Script:
#!/bin/sh -x
ARGS=""
CMD="./run_this_prog"
. . .
ARGS="-first_args '-A select[val]' "
. . .
$CMD $ARGS
I want the commandline to be expanded like this when I run this shell script:
./run_this_prog -first_args '-A select[val]'
Instead what shell does (note the added '\' before each single quote):
+ ARGS=
+ CMD='./run_this_prog'
+ ARGS='-first_args '\''-A select[val]'\'' '
and what it ran on commandline (escaped every special char - Not what I want):
./run_this_prog -first_args \'\-A select\[val\]\'
I tried escaping single quotes like :
ARGS="-first_args \'-A select[val]\' "
But that resulted in (added '\' after each backslash):
+ ARGS=
+ CMD='./run_this_prog'
+ ARGS='-first_args \'\''-A select[val]\'\'' '
I did my googling but couldn't find anything relevant. What am I missing here? I am using sh-3.2 on rel6 centOS.

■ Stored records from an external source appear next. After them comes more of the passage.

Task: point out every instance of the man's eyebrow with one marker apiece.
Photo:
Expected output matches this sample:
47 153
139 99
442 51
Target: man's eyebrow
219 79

Once a quote is inside a string, it will not work the way you want: Inside a string quotes are not syntactic elements, they are just literal characters. This is one reason why bash offers arrays.
Replace:
#!/bin/sh -x
...
ARGS="-first_args '-A select[val]' "
$CMD $ARGS
With:
#!/bin/bash -x
...
ARGS=(-first_args '-A select[val]')
"$CMD" "${ARGS[@]}"
For a much more detailed discussion of this issue, see: "I'm trying to put a command in a variable, but the complex cases always fail!"